I finished recently Sprint – How to Solve Big Problems and Test New Ideas in Just Five Days (Jake Knapp with John Zeratsky & Braden Kowitz, 2016, 288 pages). And I think this is a great book, that fits perfectly well in the bibliography for Product Discovery, which I’ve been fascinated about in recent times.
To start with, the book is based on lots of first-hand experience by the authors running over 100 sprints in total, and having adjusted several details on how to go about doing it.
The book brings not only the rationale behind why one should to run such a Design sprint, but it also breaks the sprint down to the hour level describing all the activities involved.
Behind the idea for a sprint lays the strategic value involved in picking some great hypothesis about a product or service, prototyping one or two possible solutions, and testing them against real users. This is at the core of Product Discovery, but this book makes it very concrete for someone looking for where to start.
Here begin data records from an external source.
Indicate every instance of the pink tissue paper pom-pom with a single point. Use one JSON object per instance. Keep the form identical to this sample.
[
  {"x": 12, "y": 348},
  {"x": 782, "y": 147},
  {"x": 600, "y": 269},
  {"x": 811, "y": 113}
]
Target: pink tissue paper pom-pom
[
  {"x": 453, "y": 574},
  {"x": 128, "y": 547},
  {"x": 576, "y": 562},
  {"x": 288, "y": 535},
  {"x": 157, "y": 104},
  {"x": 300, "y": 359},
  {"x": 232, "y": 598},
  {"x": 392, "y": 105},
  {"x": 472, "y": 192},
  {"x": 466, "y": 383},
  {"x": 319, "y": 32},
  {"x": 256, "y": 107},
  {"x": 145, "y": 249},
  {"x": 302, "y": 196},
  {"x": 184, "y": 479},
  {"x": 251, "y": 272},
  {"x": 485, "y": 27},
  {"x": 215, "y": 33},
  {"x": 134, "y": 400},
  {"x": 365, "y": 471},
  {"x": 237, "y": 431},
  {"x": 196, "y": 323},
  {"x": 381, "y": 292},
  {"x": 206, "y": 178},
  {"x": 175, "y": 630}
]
I love how the process goes away from group thinking and traditional brainstorming sessions to actually cater for both learning from the experts, to sketching of solutions individually, to reviewing them efficiently in group, to gathering real feedback from real potential users.
Add to it some sprinkles of good stories from real-life sprints the authors have run themselves, and the mix is a great book for anyone trying to move away from “old” practices into modern ways of organizing tech product teamwork.